What is the indefinite integral of ∫ [sin (π/x)]/ x^2] dx ?

This is what I did:
Let u = π/x
(to get the derivative and du:)
π*1/x
π(-1/x^2)dx = du
π(1/x^2)dx = (-1)du
so, 1/x^2 = -1/πdu

then ∫ [sin (π/x)]/ x^2] dx = ∫ sin(u) (-1/π)du

= -1/π ∫ sin u du

= -1/π (-cos u) + C

= 1/π (cos u) + C

sub back in:

1/π cos (π/x) + C

I'm unsure of this because I don't know if I got du the right way.

Should it have been

Let u = π/x
-π/x^2 dx = du
1/x^2 dx = -πdu

That would make the answer a lot different...

Help!

Your first derivation is correct.

The last equation you wrote does not follow from (-π/x^2) dx = du

You did it right the first time

To solve the integral ∫ [sin (π/x)]/ x^2 dx, you correctly started by letting u = π/x. Now, let's confirm your calculation of du.

You correctly used the chain rule to find the derivative of u with respect to x:
du/dx = d(π/x)/dx = -π/x^2

To get du, you can multiply both sides of the equation by dx:
-π/x^2 dx = du

So, your calculation of du as -π/x^2 dx is correct. Now, let's continue with the integration.

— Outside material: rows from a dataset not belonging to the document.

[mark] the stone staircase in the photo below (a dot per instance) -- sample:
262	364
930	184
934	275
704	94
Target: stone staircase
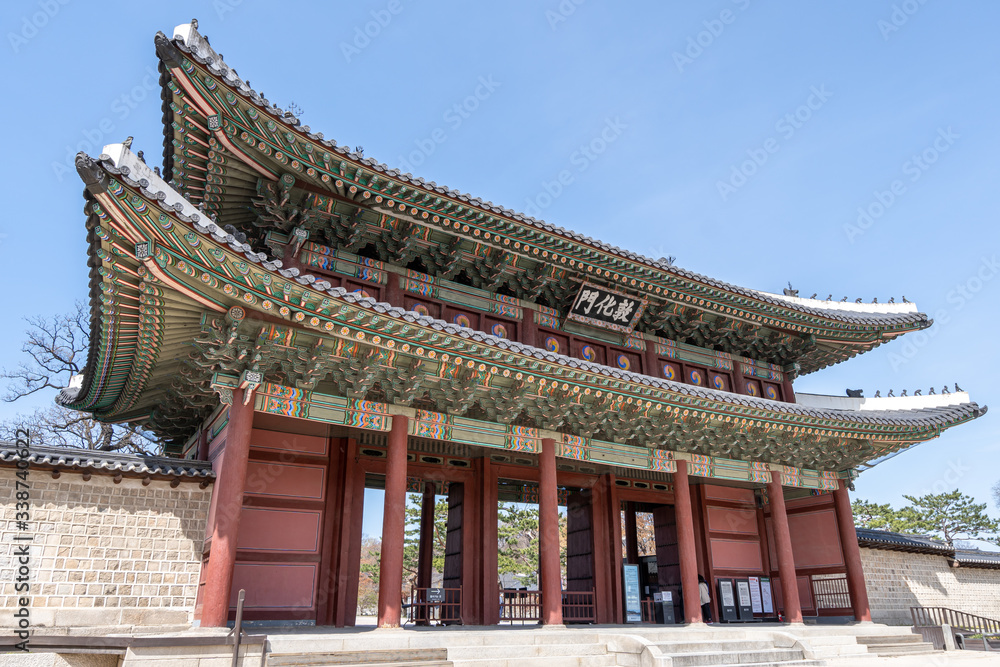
408	657
744	652
894	645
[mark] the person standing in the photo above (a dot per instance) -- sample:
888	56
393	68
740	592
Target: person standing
706	599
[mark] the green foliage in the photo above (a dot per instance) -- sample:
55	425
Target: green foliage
411	545
948	516
518	537
952	516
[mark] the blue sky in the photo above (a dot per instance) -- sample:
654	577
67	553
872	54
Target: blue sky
741	137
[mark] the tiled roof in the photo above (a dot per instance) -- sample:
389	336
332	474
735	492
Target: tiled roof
884	539
126	166
133	465
192	43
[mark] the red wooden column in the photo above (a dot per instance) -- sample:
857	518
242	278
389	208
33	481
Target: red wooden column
783	549
685	545
393	526
852	554
229	489
548	528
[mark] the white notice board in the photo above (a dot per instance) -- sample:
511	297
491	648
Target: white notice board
765	595
755	601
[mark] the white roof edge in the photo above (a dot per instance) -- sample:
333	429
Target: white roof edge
846	403
848	307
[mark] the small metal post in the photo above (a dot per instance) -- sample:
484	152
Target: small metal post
237	632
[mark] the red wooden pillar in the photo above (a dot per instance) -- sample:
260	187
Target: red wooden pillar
852	554
393	526
615	598
783	549
229	489
548	528
631	535
685	545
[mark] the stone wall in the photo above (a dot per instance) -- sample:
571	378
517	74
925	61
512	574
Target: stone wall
104	554
900	580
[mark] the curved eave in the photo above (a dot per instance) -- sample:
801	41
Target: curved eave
826	320
130	205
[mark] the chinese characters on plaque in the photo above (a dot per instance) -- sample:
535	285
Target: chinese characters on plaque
606	308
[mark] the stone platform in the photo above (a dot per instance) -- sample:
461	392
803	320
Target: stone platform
759	645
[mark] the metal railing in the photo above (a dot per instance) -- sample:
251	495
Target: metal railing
520	605
429	605
524	605
967	626
831	593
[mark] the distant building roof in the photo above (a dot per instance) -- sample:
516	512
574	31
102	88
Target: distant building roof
884	539
107	463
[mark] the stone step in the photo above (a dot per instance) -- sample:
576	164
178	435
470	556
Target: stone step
417	655
542	661
460	653
767	656
722	645
872	640
902	649
309	662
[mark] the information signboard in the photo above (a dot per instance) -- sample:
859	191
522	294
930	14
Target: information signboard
743	599
727	601
606	308
755	601
633	603
765	595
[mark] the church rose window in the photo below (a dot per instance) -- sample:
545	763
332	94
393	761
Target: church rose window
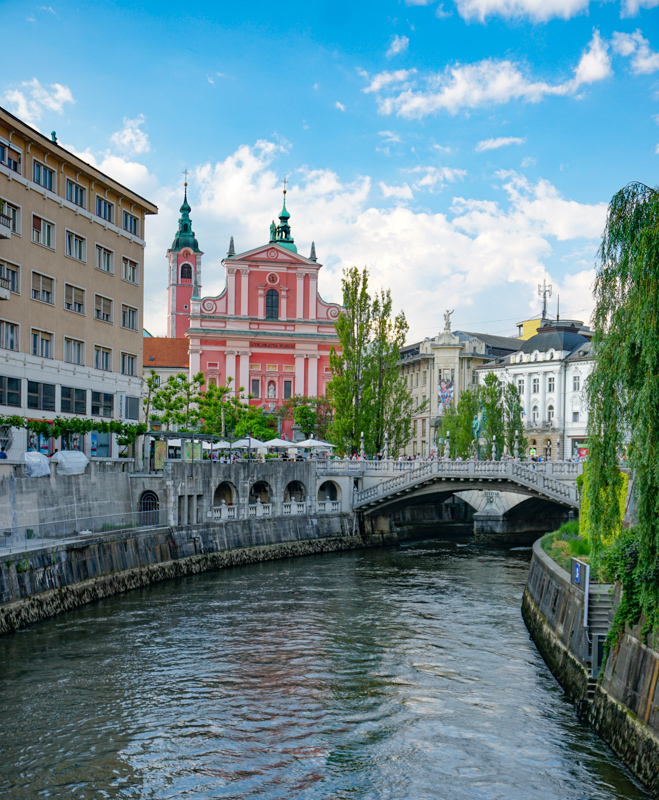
272	304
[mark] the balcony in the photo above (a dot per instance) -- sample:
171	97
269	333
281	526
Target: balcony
5	226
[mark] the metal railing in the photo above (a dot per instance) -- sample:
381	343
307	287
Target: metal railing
522	475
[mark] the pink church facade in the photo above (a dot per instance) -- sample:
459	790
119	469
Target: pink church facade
268	330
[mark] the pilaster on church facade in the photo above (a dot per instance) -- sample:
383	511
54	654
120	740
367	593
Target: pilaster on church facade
269	331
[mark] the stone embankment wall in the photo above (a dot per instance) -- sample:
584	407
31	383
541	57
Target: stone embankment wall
40	583
624	706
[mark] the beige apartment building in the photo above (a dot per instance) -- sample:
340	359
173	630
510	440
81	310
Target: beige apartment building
71	290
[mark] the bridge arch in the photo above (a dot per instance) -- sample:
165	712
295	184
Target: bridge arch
295	491
149	508
329	490
260	491
226	492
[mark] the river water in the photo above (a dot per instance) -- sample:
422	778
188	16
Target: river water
402	673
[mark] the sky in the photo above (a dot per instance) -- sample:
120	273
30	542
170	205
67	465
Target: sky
463	151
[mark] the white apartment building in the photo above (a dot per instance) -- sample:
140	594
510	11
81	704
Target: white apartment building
71	291
550	371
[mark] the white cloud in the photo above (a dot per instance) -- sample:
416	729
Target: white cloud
131	138
537	10
634	46
399	44
403	192
630	8
495	144
488	82
32	98
386	78
390	136
435	178
478	253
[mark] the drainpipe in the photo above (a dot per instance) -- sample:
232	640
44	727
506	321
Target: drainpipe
564	407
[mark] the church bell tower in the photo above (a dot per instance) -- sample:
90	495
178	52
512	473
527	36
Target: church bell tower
184	261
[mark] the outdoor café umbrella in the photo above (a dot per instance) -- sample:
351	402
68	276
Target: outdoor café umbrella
279	443
316	443
247	442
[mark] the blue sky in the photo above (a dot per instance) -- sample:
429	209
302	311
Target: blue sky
460	150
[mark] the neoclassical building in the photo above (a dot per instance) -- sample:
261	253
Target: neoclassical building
268	330
550	371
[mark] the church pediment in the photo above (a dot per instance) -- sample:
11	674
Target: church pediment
271	254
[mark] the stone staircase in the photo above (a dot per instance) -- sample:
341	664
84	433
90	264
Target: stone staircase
600	617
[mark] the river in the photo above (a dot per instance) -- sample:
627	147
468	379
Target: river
398	674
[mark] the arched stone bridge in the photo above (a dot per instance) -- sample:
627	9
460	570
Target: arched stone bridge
555	482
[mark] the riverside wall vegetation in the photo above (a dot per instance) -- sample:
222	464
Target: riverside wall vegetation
48	580
623	706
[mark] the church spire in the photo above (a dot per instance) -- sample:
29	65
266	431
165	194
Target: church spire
282	232
185	236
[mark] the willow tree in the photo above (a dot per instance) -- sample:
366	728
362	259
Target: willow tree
623	389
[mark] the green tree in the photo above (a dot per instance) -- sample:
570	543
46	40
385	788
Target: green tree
391	406
177	400
347	389
457	423
367	391
491	399
623	389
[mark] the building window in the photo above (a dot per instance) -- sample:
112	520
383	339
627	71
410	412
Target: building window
132	407
104	210
102	404
74	299
104	259
10	391
43	175
43	232
41	396
131	223
76	246
12	275
76	194
74	351
128	363
8	335
102	308
74	401
128	317
10	156
102	358
42	344
272	304
14	214
42	288
129	270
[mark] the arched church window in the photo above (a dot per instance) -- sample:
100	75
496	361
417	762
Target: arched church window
272	304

Using the substitution u = π/x, the integral becomes:
∫ [sin (π/x)]/ x^2 dx = ∫ sin(u) (-1/π) du

To simplify, we can bring the constant (-1/π) outside the integral:
= (-1/π) ∫ sin(u) du

Now, ∫ sin(u) du is a standard integral that you can solve easily. The integral of sin(u) is -cos(u), so:
= (-1/π) (-cos(u)) + C

Finally, substitute back u = π/x:
= 1/π cos (π/x) + C

So, your final answer is 1/π cos (π/x) + C.

Overall, your approach and calculations were correct. Just make sure to carefully keep track of your differentials (du) during the substitution process.